A study of more than 700 people found four in ten couldn’t tell a fake picture from a real one.

Their success rate at detecting a phony image of a real-world scene was only 60 per cent, said scientists.

And even then those that did notice something wrong could only spot what it was 45% of the time.

The findings shed fresh light on the growing problem of fake news - seen during the recent UK and US elections.

Lead author Sophie Nightingale, a PhD student at Warwick University, said: “Our study found although people performed better than chance at detecting and locating image manipulations, they are far from perfect.

“This has serious implications because of the high-level of images - and possibly fake images - people are exposed to on a daily basis through social networking sites, the internet and the media.”

She said the phenomenon could endanger national security as well as democracy.

Ms Nightingale said: “The rise of photographic manipulation has consequences across almost all domains from law enforcement and national security through to scientific publication, politics, media and advertising.

“Currently however science knows very little about people’s ability to distinguish between original and fake images.

“The question of whether people can identify when images have been manipulated and what has been manipulated in the images of real world scenes remains unanswered.”

The study published in Cognitive Research: Principles and Implications used a bank of 40 images created from 10 originals sourced from Google Images - six of which were changed in five different ways.

These included both plausible and implausible physical manipulations to create 30 altered pictures.

The 707 participants in the online test were shown 10 images at random that included each of the five manipulated types and five originals and were never shown the same one twice.

An average 60 percent were correctly identified as being manipulated when participants were asked “Do you think this photo has been digitally altered?” - just over the chance performance of 50%.

But of the people that answered “yes” only an average 45 percent of manipulations could be correctly located when a grid was placed over the image and participants were prompted to select the regions where a change had been made.

Co-author Dr Derrick Watson explained: “We found people were better at detecting physically implausible manipulations but not any better at locating these manipulations, compared to physically plausible manipulations.

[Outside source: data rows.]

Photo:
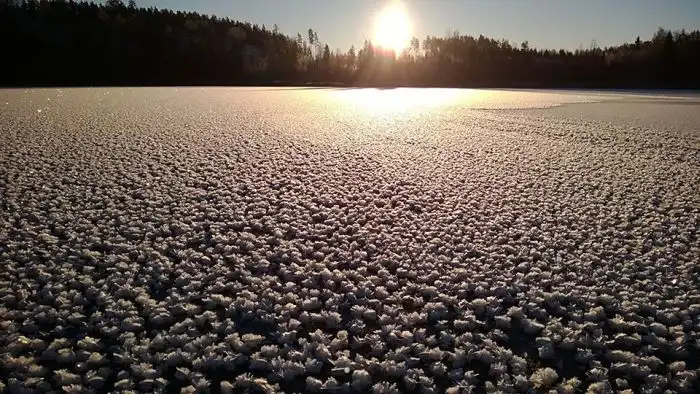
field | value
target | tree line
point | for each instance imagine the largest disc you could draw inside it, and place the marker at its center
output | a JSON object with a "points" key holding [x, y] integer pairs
{"points": [[68, 43]]}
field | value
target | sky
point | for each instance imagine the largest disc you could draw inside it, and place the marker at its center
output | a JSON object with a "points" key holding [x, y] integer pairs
{"points": [[552, 24]]}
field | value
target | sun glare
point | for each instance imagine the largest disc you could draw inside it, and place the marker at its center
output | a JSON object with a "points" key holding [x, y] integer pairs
{"points": [[392, 28]]}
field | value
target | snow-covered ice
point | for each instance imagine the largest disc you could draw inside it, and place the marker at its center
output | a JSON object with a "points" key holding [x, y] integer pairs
{"points": [[366, 240]]}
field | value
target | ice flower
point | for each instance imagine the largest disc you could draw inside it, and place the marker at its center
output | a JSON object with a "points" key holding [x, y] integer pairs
{"points": [[544, 378]]}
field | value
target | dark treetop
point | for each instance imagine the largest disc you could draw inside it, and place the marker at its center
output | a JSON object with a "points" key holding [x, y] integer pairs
{"points": [[64, 43]]}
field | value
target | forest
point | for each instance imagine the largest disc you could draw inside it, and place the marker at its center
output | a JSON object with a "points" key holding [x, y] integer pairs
{"points": [[67, 43]]}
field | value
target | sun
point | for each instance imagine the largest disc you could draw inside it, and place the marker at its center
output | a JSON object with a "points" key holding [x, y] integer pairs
{"points": [[392, 29]]}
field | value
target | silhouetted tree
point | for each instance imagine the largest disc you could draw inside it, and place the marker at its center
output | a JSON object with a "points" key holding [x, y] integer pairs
{"points": [[65, 42]]}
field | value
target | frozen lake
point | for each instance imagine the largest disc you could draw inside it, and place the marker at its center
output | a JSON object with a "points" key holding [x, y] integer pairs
{"points": [[365, 239]]}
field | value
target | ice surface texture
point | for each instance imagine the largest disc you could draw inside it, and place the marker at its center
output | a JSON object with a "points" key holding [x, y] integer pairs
{"points": [[202, 240]]}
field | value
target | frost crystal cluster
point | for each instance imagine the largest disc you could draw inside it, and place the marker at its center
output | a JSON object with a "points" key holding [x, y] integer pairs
{"points": [[264, 240]]}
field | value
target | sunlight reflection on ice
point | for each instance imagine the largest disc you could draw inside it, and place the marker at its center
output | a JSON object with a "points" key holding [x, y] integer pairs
{"points": [[402, 101], [383, 101]]}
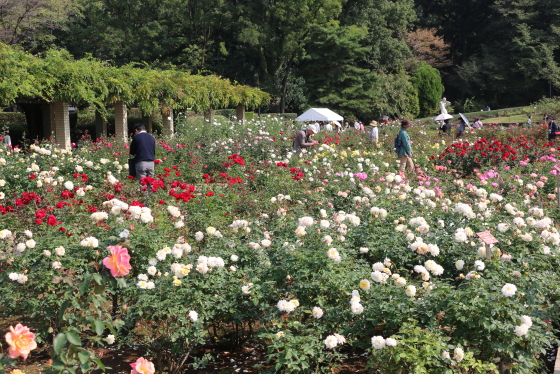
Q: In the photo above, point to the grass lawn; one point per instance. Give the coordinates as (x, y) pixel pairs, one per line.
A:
(521, 118)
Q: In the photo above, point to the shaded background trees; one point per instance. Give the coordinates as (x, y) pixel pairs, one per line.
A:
(356, 56)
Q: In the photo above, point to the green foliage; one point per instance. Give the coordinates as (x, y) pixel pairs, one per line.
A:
(196, 256)
(332, 73)
(427, 82)
(58, 77)
(395, 96)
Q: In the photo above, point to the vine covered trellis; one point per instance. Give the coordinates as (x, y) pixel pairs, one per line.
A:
(57, 76)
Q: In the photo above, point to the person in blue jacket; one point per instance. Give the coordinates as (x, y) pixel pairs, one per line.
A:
(143, 148)
(405, 150)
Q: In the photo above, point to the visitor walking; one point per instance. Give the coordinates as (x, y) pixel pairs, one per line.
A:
(303, 138)
(553, 129)
(374, 133)
(7, 140)
(446, 127)
(477, 124)
(404, 148)
(461, 127)
(143, 148)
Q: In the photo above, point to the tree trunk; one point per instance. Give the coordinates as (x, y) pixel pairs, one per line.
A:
(34, 119)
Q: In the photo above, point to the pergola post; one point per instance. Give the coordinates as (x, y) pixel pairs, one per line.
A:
(60, 120)
(47, 129)
(121, 120)
(167, 119)
(147, 121)
(240, 113)
(100, 125)
(209, 115)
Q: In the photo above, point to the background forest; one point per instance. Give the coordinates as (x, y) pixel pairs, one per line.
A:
(363, 58)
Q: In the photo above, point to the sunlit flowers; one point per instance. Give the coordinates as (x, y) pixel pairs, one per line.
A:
(410, 291)
(509, 290)
(333, 254)
(118, 262)
(331, 342)
(21, 341)
(317, 312)
(378, 342)
(90, 242)
(458, 354)
(305, 221)
(142, 366)
(287, 306)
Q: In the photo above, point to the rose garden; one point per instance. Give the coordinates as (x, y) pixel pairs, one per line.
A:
(312, 259)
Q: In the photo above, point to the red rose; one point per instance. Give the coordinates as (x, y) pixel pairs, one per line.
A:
(52, 220)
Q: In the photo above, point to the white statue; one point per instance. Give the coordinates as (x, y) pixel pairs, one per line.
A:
(443, 115)
(442, 105)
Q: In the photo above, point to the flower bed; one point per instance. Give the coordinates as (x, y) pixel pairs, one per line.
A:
(311, 257)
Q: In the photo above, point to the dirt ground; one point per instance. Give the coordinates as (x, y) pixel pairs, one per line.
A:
(242, 361)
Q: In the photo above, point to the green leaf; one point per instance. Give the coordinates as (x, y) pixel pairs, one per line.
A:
(73, 338)
(98, 279)
(59, 342)
(86, 366)
(83, 356)
(121, 282)
(85, 284)
(98, 326)
(98, 290)
(98, 362)
(63, 308)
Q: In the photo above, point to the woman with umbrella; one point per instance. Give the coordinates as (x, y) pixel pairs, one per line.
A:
(463, 123)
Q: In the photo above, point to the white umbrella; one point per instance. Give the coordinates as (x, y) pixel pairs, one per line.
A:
(319, 114)
(443, 117)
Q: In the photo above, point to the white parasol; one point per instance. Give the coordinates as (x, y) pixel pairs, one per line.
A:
(443, 117)
(466, 120)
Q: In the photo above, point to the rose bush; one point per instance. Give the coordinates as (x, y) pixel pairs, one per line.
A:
(314, 256)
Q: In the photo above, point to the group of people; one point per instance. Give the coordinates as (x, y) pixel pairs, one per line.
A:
(461, 126)
(303, 140)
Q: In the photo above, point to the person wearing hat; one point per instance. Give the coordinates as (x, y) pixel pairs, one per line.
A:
(303, 138)
(553, 129)
(374, 133)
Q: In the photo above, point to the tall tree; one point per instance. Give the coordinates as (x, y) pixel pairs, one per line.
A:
(331, 70)
(31, 22)
(275, 33)
(386, 21)
(427, 82)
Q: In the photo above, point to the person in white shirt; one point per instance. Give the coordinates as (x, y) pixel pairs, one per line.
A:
(374, 133)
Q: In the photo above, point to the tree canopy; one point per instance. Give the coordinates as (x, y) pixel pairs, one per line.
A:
(57, 76)
(500, 52)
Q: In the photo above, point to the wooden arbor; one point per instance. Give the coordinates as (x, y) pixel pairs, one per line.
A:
(43, 87)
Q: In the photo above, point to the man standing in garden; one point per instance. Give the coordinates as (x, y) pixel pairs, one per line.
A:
(7, 140)
(143, 148)
(303, 138)
(552, 128)
(403, 148)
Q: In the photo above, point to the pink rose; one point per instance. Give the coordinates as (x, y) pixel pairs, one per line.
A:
(142, 366)
(21, 341)
(118, 262)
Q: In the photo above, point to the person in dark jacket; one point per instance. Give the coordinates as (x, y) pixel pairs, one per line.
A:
(143, 148)
(553, 129)
(405, 150)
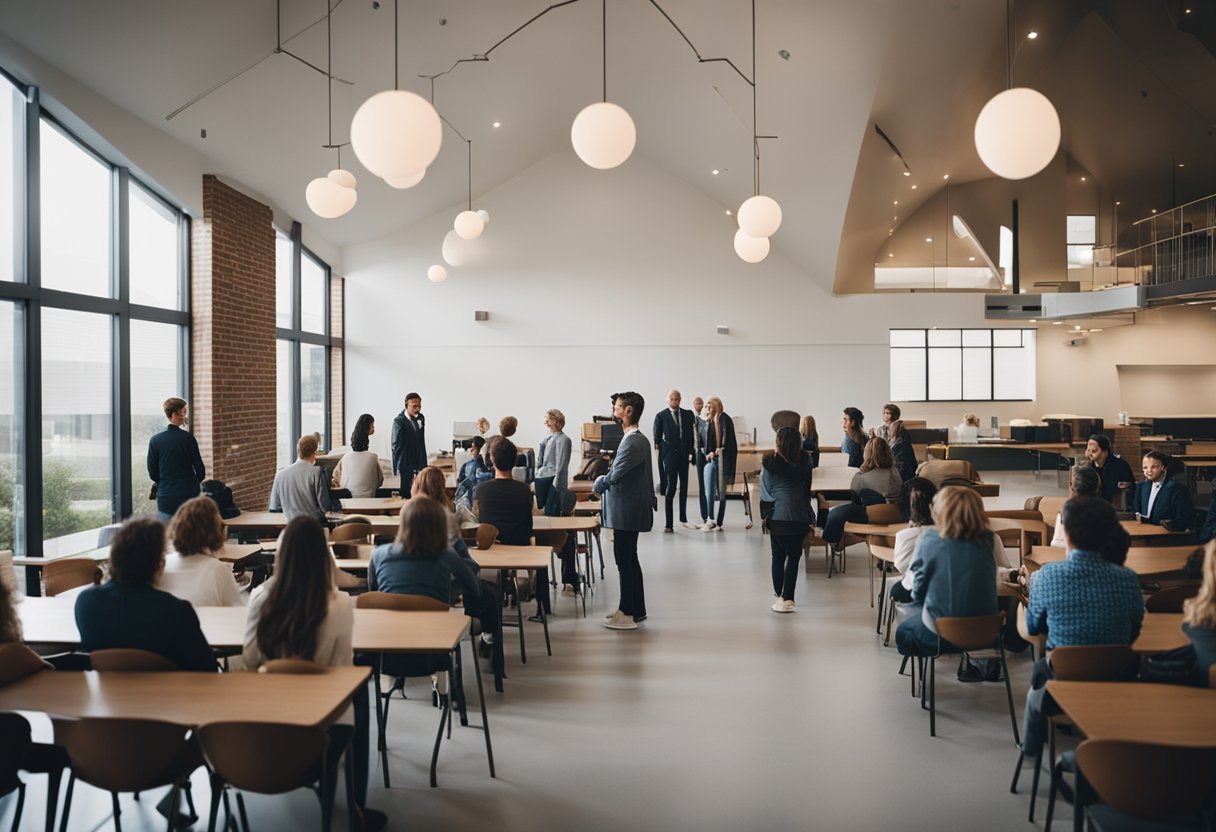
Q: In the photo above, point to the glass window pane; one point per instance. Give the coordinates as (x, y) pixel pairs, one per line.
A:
(76, 427)
(282, 282)
(12, 495)
(907, 337)
(1014, 370)
(311, 296)
(155, 271)
(1007, 337)
(76, 217)
(10, 122)
(286, 443)
(314, 383)
(978, 374)
(945, 375)
(156, 360)
(907, 375)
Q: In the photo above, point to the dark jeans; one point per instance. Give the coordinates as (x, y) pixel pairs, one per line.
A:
(787, 552)
(632, 592)
(676, 468)
(915, 639)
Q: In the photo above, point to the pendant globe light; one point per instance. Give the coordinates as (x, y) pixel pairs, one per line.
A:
(397, 134)
(603, 134)
(333, 195)
(468, 224)
(1018, 131)
(759, 217)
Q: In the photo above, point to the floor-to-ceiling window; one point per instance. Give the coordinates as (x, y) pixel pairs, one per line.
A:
(94, 331)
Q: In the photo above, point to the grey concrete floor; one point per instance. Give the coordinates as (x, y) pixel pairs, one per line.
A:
(718, 714)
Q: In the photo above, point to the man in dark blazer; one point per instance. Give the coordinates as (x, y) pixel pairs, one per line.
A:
(675, 434)
(409, 442)
(1160, 500)
(629, 504)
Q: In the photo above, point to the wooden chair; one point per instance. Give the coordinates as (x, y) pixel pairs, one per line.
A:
(404, 602)
(1140, 782)
(128, 755)
(1170, 599)
(968, 634)
(270, 759)
(68, 573)
(123, 659)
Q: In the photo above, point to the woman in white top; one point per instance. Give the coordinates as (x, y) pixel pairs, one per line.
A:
(192, 571)
(359, 470)
(1084, 481)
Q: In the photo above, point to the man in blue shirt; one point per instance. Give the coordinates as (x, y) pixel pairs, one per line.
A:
(174, 462)
(1087, 599)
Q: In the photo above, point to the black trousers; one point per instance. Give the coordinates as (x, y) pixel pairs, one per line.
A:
(676, 468)
(632, 594)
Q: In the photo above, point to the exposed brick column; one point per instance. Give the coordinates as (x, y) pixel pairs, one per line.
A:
(232, 344)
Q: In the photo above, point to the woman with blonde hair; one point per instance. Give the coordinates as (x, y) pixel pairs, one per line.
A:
(721, 451)
(953, 572)
(1199, 613)
(192, 569)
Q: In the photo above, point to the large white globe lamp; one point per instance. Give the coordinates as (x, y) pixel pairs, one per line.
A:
(395, 134)
(327, 198)
(750, 249)
(603, 135)
(760, 217)
(1018, 133)
(468, 225)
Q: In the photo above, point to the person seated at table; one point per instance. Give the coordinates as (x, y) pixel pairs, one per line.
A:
(953, 572)
(901, 449)
(1087, 599)
(129, 611)
(302, 488)
(1084, 481)
(810, 439)
(299, 613)
(1199, 614)
(506, 504)
(359, 471)
(916, 504)
(854, 443)
(421, 561)
(876, 482)
(192, 569)
(473, 472)
(1160, 500)
(1116, 474)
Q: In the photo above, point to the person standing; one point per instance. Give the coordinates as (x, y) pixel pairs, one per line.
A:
(629, 504)
(409, 442)
(675, 432)
(786, 474)
(174, 464)
(721, 450)
(702, 428)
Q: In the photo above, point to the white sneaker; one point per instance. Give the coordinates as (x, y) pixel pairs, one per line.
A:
(620, 622)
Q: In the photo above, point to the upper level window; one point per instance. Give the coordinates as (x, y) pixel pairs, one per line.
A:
(76, 218)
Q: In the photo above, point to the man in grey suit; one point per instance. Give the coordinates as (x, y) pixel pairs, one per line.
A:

“So even though people are able to detect something is wrong they can’t reliably identify what exactly is wrong with the image.

“Images have a powerful influence on our memories so if people can’t differentiate between real and fake details in photos, manipulations could frequently alter what we believe and remember.”

In a second experiment using an image set created by the researchers 659 people completed an online task that tested their ability to locate manipulations regardless of whether or not they said there was one present.

The results revealed ability to detect something wrong was similar - an average 65 percent of the time - to the first experiment.

But manipulations were accurately located in the image 39 percent more of the time than expected by chance.

This suggests people are better at the more direct task of locating manipulations than the more general one of detecting if a photo has been manipulated or not.

Dr Kimberley Wade, another of the researchers, said: “People’s poor ability to identify manipulated photos raises problems in the context of legal proceedings where photos may be used as evidence.

“Jurors and members of the court assume these images to be real, though a manipulated image could go undetected with devastating consequences.

“We need to work to find better ways to protect people from the negative effects of photo manipulation, and we’re now exploring a number of ways that might help people to better detect fakes.”

Last year a study found up to 80 percent of students in the US couldn’t tell the difference between sponsored content and a real news story.